Generosity is helping to give a new landscape to tornado ravaged Cleburne.
On May 15, 2013, a mile-wide twister left more than eight miles of destruction in the Johnson County community. It damaged more than 1500 homes. It was one of 19 tornadoes in North Texas that day.
Cleburne resident Bruce Anderson is grateful he survived the storm.
"The neighbors big 50 foot oak tree fell right on time just missed me by a little bit. Then we lost another," said Anderson.
Anderson was first in line at the HEB store in Cleburne to get one of 300 free trees. It is a collaborative effort to help green up the hardest hit neighborhoods.
"They're offering free planting for the folks you can't do it, the potting soil they're giving us all kinds of stuff very beneficial," said Anderson.
"These trees are going to add to these property values," said Matt Grubisich with the Texas Trees Foundation. "It's going to help save energy in their homes.
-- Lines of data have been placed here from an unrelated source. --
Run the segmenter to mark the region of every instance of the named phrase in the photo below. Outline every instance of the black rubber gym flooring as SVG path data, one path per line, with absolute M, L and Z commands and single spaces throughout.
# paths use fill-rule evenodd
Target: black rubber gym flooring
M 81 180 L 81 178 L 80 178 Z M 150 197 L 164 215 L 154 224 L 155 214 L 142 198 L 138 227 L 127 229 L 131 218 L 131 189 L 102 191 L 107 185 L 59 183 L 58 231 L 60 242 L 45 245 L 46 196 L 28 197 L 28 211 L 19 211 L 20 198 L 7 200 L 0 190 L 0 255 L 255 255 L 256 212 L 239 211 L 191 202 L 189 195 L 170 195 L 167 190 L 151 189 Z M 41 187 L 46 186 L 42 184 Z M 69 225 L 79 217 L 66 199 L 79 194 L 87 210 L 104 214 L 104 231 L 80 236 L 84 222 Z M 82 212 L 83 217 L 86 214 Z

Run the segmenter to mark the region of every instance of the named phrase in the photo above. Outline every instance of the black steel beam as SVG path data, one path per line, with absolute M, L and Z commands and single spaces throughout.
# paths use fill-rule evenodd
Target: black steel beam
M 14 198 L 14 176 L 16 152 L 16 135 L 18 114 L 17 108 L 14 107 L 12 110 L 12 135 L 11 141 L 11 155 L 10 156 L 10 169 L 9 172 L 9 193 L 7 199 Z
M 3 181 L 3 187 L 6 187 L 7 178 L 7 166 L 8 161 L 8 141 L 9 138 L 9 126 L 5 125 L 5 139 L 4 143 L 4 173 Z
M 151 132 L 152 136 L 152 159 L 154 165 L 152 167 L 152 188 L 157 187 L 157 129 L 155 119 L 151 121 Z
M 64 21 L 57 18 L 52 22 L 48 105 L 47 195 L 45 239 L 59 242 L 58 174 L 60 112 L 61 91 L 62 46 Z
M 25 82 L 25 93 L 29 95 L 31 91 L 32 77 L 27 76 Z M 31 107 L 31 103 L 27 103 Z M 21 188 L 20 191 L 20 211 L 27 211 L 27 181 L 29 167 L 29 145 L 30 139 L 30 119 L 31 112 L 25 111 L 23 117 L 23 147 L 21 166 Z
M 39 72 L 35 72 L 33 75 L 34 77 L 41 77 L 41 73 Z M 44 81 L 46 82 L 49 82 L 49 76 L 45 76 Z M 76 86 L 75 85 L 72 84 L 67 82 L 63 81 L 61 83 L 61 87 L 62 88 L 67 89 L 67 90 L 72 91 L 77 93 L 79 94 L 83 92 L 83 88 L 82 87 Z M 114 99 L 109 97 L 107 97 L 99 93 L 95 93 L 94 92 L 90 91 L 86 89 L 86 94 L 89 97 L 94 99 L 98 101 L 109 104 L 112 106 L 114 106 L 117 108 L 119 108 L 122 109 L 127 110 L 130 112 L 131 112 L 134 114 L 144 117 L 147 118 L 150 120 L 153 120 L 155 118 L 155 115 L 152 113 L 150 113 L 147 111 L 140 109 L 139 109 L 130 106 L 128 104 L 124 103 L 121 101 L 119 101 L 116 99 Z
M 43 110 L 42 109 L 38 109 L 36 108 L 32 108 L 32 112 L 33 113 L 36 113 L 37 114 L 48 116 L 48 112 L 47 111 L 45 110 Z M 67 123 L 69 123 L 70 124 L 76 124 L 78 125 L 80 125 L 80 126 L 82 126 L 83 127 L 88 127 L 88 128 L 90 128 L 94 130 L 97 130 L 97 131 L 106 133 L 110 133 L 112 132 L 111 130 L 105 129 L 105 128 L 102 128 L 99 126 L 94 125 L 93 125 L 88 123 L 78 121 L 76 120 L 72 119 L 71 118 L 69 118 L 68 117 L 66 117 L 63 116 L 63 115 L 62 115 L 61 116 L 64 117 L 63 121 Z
It's going to increase sale-ability of their homes."
There is progress in some of the hardest hit neighborhoods of Cleburne. In one case a duplex had to be leveled and rebuilt. There's a lot of new buildings but not a lot of trees.
Grady Easdom replaced one of the many trees he lost. He recalled the storm.
"Living room and kitchen ceiling caved in," Easdom said. "We rebounded we come back better than ever."
Cleburne mayor Scott Cain told NBC 5 there will be a "low-key" commemoration on May 15, 2014 to mark one year since the devastating tornado.
The city will also roll out "Operation: Cleburne Pride." He described it as a city-wide code enforcement effort to help neighbors in need.